China, of course, is also tantalized by the lure of helium-3. With a large and rapidly growing population and horrendous problems with pollution from its proliferating coal-fired power stations, a clean and limitless source of energy is impossible to ignore. Some believe that a fusion reactor fuelled by deuterium and helium-3 would be far cleaner than conventional fusion with deuterium and tritium because high-energy neutrons, which make fusion reactor walls radioactive, are not produced in nearly the same quantities. This argument has its flaws, not only because deuterium reacts up to 100 times more slowly with helium-3 than it does with tritium, but also because deuterium held in a reactor with helium-3 would produce neutrons anyway through various intermediary reactions. Still, this has not stopped China expressing an interest in helium-3 and it is for much the same reasons that India is also interested in the Moon. It plans to send Chandrayaan-2, which will carry a rover vehicle equipped with geological prospecting tools, to the Moon in 2016.

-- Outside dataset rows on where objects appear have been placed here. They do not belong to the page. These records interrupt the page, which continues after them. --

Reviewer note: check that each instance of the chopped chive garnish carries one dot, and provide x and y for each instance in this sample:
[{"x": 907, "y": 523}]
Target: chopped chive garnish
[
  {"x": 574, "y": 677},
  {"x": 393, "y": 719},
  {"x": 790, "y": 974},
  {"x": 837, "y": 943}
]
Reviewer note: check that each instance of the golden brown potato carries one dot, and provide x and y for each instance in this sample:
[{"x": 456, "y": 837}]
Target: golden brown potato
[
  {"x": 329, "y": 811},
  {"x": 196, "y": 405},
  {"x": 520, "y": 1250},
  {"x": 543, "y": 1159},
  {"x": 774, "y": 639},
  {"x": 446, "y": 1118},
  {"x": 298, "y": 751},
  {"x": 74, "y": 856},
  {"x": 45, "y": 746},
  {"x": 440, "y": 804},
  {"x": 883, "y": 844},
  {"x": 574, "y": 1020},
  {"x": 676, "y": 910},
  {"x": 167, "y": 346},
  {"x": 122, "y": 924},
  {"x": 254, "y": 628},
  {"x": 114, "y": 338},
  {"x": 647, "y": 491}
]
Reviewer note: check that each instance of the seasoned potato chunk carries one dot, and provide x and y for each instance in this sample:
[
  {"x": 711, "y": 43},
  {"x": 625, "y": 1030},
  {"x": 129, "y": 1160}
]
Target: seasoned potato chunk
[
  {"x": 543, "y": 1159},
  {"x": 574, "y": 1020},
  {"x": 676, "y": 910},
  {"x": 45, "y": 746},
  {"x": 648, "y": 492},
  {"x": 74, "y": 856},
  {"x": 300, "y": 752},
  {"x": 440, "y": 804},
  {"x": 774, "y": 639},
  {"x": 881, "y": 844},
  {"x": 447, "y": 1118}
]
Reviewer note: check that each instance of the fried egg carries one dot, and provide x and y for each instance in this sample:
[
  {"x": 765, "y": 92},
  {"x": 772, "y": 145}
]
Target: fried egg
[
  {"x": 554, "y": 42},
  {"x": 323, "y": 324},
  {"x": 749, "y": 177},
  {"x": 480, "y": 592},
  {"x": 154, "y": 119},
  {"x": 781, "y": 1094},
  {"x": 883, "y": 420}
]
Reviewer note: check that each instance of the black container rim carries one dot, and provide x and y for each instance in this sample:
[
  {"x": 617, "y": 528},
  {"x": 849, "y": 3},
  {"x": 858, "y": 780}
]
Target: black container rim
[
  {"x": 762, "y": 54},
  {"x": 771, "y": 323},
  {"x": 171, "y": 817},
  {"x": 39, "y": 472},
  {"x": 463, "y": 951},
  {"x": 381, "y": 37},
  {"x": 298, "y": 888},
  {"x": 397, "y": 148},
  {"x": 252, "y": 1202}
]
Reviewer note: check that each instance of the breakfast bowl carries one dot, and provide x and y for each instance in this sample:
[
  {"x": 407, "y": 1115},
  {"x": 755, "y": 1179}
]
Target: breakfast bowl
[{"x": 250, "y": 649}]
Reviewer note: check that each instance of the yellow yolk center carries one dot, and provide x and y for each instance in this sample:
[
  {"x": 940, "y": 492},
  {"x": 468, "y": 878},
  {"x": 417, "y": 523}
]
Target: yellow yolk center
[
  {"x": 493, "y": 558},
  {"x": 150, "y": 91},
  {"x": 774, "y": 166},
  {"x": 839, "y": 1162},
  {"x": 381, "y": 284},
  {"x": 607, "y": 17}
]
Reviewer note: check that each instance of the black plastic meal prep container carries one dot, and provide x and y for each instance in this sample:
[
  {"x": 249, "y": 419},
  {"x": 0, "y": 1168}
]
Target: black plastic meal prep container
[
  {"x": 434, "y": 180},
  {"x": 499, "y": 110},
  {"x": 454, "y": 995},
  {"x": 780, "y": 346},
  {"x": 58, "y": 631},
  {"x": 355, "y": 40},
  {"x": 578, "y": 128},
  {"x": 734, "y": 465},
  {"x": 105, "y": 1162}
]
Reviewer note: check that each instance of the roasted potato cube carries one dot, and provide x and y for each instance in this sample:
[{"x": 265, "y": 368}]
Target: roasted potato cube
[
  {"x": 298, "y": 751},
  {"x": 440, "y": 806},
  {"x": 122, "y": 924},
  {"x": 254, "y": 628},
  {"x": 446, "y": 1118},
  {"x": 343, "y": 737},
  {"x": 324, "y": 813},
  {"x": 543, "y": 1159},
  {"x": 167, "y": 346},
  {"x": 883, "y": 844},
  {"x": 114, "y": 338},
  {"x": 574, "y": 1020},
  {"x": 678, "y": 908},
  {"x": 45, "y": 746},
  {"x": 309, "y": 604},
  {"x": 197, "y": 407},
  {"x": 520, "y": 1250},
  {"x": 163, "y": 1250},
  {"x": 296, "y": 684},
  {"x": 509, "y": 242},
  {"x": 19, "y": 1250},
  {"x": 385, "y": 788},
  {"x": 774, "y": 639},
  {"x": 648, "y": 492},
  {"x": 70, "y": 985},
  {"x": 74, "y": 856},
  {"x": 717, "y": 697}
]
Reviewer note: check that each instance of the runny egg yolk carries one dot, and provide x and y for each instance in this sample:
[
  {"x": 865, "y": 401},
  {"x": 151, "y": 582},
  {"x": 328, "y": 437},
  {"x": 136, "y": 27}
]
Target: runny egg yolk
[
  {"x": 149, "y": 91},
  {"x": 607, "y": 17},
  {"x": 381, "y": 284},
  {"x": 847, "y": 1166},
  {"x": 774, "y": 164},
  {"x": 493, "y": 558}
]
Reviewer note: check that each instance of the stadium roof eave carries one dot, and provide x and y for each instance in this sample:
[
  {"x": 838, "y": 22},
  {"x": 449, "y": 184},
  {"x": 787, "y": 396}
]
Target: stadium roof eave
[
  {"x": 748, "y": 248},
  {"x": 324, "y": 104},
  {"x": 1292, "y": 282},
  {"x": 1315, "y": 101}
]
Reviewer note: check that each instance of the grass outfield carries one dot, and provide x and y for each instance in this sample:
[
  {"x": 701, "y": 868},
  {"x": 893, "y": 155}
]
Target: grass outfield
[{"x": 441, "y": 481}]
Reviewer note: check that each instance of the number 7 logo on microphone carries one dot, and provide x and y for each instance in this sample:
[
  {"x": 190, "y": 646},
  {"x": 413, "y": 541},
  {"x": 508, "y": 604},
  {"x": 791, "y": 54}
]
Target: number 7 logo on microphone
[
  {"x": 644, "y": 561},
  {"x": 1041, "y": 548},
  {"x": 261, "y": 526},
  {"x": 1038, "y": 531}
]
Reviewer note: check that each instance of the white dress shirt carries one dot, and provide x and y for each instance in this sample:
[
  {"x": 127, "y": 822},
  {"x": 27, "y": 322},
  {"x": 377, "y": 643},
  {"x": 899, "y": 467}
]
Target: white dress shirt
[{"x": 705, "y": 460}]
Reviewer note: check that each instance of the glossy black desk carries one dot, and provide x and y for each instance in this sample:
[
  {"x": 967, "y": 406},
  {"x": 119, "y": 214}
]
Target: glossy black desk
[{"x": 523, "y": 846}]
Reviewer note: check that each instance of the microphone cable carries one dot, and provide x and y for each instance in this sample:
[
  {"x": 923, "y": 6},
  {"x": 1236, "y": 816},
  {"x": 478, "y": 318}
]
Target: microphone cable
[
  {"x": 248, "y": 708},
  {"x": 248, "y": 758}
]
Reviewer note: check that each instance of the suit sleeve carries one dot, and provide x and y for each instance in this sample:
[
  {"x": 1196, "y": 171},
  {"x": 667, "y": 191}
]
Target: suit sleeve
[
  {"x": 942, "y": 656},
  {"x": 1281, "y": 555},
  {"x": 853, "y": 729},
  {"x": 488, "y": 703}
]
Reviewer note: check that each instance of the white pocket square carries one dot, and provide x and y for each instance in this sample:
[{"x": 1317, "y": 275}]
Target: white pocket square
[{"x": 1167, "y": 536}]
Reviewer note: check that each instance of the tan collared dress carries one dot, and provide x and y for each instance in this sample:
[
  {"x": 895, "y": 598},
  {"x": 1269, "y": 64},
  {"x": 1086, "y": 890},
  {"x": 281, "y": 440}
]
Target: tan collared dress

All interested parties agree that the Moon – one step from Earth – is the essential first toehold for humankind’s diaspora to the stars. Indeed, Bill Stone of SEC sees his firm as an integral part of that first step. “Once established…Shackleton will represent the first fully off-Earth corporation with the majority of its continuing resources coming from the Moon, not the Earth,” he claims. If this vision is realized, it would mean that the need for additional Earth-based launches would be limited to sending new hi-tech electronics and tools, and for personnel rotations. “Until Shackleton is successful, however,” cautions Stone, “getting to the Moon will remain an extraordinary and very expensive and dangerous feat for everyone”.

Chris Riley, co-producer of the award-winning film In the Shadow of the Moon, as well as the recent documentary Neil Armstrong First Man on the Moon, has no doubt about the importance of going back to the Moon because of its still hidden secrets. “Pure exploration is the most important driver for returning to the Moon,” he says. “It’s the size of the African continent, and yet we’ve only picked around with people on the surface in six places for a handful of days.”

As for El-Baz, who trained the Apollo astronauts in lunar geology, there is a bigger vision. “Our objective in the long run should be an astronauts’ mission to Mars. That’s what we should concentrate on.”

But it all starts with one step from Earth.